During his career, Goodman has mentored 39 graduate students and 18 postdoctoral research associates who are now independent scientists, such as Linda Chelico, Ph.D.
“Myron lets people find their own limits,” said Chelico. “He provided a great environment with all the equipment and money and support and just let us go free. But when we had a good project going, he was on us like a hawk. Sometimes it was too much when I was in the middle of it, but in the end, I saw how much he cared to develop the project, and it helped me learn how to do this for myself over the years.”
Chelico also noted that Goodman follows the data.

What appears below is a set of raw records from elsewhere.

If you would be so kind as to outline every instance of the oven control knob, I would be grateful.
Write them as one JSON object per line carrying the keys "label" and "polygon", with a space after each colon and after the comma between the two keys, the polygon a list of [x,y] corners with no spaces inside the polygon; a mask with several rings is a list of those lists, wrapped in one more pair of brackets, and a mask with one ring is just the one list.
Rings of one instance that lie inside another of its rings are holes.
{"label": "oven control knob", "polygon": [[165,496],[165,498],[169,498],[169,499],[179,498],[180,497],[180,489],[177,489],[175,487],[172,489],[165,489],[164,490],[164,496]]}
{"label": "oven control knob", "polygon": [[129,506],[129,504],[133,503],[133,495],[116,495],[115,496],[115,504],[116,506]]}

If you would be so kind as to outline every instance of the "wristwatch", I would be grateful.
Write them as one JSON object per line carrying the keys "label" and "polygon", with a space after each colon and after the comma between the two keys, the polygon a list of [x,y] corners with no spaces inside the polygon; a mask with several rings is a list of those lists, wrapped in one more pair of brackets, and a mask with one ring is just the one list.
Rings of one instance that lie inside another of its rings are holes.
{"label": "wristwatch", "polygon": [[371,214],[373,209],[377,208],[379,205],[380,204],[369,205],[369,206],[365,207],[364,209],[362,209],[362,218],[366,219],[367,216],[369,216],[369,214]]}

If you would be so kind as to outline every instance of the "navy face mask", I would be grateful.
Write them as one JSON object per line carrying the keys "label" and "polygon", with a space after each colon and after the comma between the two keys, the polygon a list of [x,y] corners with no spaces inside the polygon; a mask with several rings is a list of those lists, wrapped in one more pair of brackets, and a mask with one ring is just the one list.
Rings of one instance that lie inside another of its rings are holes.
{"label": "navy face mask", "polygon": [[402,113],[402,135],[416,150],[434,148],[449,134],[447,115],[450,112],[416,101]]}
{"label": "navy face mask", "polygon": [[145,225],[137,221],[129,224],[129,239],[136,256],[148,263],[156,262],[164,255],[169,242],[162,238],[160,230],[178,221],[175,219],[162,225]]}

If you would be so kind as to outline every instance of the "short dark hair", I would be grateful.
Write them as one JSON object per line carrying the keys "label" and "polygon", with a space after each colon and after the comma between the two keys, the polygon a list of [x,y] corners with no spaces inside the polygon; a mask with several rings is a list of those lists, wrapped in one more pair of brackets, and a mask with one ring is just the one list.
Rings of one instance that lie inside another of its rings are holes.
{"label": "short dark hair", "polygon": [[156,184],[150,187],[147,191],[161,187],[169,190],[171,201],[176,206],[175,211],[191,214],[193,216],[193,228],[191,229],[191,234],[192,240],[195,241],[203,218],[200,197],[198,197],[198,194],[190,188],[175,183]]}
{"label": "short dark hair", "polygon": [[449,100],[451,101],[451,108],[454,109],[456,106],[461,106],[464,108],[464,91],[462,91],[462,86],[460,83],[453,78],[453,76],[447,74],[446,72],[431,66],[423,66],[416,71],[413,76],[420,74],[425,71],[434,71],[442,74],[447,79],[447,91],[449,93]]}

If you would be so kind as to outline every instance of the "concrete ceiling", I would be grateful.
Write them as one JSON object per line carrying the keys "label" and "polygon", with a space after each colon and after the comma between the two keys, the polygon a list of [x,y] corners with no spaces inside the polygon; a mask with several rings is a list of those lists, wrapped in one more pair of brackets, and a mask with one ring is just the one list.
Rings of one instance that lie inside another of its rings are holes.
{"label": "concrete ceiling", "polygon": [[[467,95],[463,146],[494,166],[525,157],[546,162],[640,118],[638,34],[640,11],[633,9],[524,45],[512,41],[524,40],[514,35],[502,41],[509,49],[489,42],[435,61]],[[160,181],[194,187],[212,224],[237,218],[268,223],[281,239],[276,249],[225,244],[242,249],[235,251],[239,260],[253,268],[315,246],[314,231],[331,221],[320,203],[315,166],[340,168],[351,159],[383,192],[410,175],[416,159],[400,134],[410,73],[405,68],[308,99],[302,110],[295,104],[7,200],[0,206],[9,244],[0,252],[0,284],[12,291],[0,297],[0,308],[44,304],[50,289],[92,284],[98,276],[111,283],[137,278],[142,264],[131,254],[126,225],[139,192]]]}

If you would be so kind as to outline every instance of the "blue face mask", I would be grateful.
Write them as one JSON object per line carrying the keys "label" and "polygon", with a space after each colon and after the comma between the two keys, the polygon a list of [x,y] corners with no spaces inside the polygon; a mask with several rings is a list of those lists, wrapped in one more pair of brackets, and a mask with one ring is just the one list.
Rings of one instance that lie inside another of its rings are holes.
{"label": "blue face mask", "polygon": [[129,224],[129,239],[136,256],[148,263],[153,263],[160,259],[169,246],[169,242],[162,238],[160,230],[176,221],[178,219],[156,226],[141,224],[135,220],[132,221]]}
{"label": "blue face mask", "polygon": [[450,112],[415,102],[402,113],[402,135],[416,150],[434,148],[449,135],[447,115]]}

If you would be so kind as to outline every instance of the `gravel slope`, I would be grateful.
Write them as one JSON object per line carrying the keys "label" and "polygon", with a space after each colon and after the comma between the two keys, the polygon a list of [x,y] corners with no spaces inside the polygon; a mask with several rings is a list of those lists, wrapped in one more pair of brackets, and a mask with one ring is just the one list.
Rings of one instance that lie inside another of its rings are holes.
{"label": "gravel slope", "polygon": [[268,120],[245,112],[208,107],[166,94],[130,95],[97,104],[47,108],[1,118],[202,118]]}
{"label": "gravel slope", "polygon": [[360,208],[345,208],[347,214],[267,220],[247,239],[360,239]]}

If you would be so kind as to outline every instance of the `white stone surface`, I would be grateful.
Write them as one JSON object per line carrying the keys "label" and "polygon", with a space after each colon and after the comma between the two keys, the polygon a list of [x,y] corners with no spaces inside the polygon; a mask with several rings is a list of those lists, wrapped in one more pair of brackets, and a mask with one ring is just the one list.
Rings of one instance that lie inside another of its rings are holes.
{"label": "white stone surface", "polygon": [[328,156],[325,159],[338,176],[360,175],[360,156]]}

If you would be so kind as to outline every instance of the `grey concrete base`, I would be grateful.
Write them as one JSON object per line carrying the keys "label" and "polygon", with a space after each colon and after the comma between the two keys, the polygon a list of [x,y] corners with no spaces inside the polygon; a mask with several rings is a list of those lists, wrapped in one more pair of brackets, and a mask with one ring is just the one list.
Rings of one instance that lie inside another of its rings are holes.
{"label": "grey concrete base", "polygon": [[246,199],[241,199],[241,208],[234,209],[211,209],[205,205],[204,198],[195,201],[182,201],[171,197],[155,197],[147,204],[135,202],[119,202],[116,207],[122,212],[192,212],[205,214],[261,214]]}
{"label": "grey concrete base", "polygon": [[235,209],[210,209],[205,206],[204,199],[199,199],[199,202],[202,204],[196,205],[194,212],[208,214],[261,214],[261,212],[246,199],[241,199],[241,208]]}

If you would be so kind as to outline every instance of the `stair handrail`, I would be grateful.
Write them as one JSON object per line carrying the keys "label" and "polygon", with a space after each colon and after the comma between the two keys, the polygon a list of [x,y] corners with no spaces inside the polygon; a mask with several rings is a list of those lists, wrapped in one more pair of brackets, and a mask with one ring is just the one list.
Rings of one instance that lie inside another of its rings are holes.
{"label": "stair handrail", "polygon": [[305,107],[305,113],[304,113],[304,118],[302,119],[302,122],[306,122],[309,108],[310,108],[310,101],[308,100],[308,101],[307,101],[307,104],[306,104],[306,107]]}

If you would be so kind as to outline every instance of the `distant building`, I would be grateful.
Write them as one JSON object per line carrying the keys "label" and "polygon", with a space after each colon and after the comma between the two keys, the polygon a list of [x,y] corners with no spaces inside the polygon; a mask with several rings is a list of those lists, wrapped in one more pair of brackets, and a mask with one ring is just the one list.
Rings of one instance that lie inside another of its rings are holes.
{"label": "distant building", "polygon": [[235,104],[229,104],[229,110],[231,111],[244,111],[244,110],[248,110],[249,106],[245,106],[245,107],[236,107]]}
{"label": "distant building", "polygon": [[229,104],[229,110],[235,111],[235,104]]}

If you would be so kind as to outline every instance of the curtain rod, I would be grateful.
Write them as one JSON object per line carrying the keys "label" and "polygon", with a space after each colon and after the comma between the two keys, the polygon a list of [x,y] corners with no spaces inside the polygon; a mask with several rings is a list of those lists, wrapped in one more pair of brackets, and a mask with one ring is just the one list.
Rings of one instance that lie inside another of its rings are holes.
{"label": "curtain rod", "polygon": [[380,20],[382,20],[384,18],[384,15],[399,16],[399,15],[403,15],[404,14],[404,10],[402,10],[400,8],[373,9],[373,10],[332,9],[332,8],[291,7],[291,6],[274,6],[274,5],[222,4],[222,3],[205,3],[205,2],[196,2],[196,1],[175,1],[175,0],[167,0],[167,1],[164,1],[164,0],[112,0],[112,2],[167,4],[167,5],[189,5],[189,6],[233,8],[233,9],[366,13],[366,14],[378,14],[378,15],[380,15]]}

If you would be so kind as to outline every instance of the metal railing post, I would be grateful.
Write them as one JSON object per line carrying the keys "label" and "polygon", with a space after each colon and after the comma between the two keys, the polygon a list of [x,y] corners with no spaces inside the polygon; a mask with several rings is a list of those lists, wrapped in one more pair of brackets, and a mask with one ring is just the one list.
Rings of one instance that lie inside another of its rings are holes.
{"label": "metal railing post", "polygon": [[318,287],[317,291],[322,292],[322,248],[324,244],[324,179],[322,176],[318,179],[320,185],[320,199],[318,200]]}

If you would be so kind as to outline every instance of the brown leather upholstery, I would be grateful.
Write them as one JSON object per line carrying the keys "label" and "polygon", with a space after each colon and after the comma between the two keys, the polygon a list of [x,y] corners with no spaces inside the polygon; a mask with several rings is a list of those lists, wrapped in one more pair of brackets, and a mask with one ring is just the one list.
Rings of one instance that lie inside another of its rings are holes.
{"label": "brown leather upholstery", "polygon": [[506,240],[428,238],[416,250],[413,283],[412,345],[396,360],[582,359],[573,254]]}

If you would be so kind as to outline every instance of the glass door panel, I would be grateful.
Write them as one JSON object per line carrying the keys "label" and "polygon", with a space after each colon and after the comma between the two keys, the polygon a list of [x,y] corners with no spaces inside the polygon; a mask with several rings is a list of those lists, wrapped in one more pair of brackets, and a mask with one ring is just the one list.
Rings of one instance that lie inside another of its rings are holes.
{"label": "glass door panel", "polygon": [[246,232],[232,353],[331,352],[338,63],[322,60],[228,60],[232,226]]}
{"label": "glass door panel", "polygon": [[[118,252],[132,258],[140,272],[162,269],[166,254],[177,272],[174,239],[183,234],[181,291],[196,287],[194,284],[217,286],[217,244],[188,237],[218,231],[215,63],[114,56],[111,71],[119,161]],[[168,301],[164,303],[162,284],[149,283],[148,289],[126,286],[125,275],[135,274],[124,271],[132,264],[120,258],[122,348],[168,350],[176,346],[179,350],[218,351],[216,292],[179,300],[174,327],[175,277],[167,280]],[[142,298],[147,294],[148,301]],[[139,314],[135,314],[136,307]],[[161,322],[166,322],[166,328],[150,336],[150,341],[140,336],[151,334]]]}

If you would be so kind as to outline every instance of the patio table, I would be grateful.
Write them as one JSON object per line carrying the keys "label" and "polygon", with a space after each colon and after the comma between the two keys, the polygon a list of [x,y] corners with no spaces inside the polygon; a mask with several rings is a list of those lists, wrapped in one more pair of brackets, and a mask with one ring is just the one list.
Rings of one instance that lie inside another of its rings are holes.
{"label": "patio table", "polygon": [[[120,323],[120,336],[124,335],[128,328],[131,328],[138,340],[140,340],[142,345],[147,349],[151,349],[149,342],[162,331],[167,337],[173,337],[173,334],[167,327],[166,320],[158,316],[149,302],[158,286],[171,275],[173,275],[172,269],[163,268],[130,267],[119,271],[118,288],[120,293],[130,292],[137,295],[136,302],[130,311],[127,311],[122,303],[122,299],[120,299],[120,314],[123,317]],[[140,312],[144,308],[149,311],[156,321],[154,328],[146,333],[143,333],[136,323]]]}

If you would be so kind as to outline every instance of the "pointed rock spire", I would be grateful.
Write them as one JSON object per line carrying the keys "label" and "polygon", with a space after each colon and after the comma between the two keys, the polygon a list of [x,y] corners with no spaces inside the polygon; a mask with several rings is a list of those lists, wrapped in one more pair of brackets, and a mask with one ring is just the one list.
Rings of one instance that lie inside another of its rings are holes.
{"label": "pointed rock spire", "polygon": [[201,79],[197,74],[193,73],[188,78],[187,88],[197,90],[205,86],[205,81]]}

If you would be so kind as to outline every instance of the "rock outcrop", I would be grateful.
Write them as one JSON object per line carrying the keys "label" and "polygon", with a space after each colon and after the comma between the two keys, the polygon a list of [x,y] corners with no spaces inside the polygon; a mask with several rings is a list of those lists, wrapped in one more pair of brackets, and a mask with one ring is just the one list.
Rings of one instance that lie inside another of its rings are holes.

“We would have an idea, start a project, and if the data was telling us something else, we would just stop, consider it, and start again with a new hypothesis,” she explained.
Another former trainee, Katharina Schlacher, Ph.D., said, “There are so many lessons, take-aways, morals, that I have learned from him and continue to do so. But the one phrase that I keep on coming back to most when talking to my trainees is ‘the data are the data.’ I think this simple point is often discarded to fit the dogmas of the field or other hypotheses but just so important to enable true discovery, which is finding the unexpected.”